30. La commune de Tomblaine soutient, quant à elle, que la deuxième solution, qui est la plus onéreuse, doit être retenue, dès lors que la faisabilité technique d'une tribune parabolique rétractable n'est pas établie. Toutefois, la commune n'apporte aucun élément pour démontrer qu'une telle tribune ne pourrait pas être réalisée dans le bâtiment existant, alors que l'expert a estimé cette solution suffisamment réaliste pour en proposer la mise en œuvre. Si l'expert indique qu'elle " suppose que l'entreprise soit en capacité de réaliser un tel ouvrage sur mesure ", cette réserve concerne les compétences de cette dernière et non, comme le soutient la commune, la faisabilité de l'ouvrage.

31. Il résulte de l'instruction que le coût de construction de la tribune en litige s'est élevé à la somme de 233 137,74 euros TTC. L'expert a estimé à 15 000 euros TTC le coût de son démontage, et à 650 000 euros TTC, dont 100 000 euros pour les études et les agréments et 550 000 euros pour l'installation, le coût de la nouvelle structure de gradins.
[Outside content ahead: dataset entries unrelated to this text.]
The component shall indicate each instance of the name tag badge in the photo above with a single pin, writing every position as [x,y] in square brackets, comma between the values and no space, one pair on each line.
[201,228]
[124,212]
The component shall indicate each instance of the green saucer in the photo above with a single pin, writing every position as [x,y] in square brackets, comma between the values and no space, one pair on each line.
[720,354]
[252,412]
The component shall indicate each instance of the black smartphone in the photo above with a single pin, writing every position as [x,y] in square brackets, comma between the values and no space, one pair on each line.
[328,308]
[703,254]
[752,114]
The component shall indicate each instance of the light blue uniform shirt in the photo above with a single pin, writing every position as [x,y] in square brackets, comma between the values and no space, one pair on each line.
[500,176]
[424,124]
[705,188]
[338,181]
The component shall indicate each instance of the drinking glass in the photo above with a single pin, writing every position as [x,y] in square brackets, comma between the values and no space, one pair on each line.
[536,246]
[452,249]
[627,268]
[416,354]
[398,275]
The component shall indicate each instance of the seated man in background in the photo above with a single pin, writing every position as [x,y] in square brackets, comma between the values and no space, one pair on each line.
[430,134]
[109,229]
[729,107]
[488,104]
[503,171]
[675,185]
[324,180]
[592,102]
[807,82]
Il ne résulte pas de l'instruction, et n'est d'ailleurs pas soutenu, que ce coût, que l'expert a évalué à la date de son expertise, aurait été différent si l'expert s'était placé à la date à laquelle l'ouvrage défectueux a été construit.

32. Par conséquent, le tribunal ne s'est pas livré à une inexacte appréciation du préjudice subi par la commune au titre de la reprise de la tribune défectueuse en en fixant la réparation à la somme de 248 137,74 euros TTC, soit le coût d'installation et de dépose de cette tribune, à l'exclusion de la plus-value résultant, pour la commune, de la mise en œuvre d'une solution non prévue au marché et améliorant l'ouvrage existant.

En ce qui concerne les autres préjudices :

33. En premier lieu, la commune de Tomblaine demande réparation, à hauteur de 100 000 euros, du trouble de jouissance qu'elle estime subir du fait de l'obligation de mobiliser des moyens humains et matériels pour monter, démonter, déplacer et stocker des gradins provisoires, de ce que la capacité d'accueil de la salle de spectacles est réduite à 350 places, et de l'impossibilité de programmer certains spectacles. Toutefois, elle se borne à produire, comme en première instance, un tableau récapitulatif et une délibération relatifs au coût de ses interventions qui ne suffisent pas à établir que celles-ci ont été effectivement réalisées. En outre, aucun des éléments qu'elle produit ne permet de vérifier que le désordre en litige l'a empêchée d'organiser certains spectacles ou qu'il a eu une incidence sur le nombre de places de spectacles qu'elle pouvait raisonnablement espérer commercialiser. Dans ces conditions, la commune n'est pas fondée à soutenir que c'est à tort que le tribunal a estimé que le préjudice allégué n'est pas établi et a rejeté ses conclusions indemnitaires à ce titre.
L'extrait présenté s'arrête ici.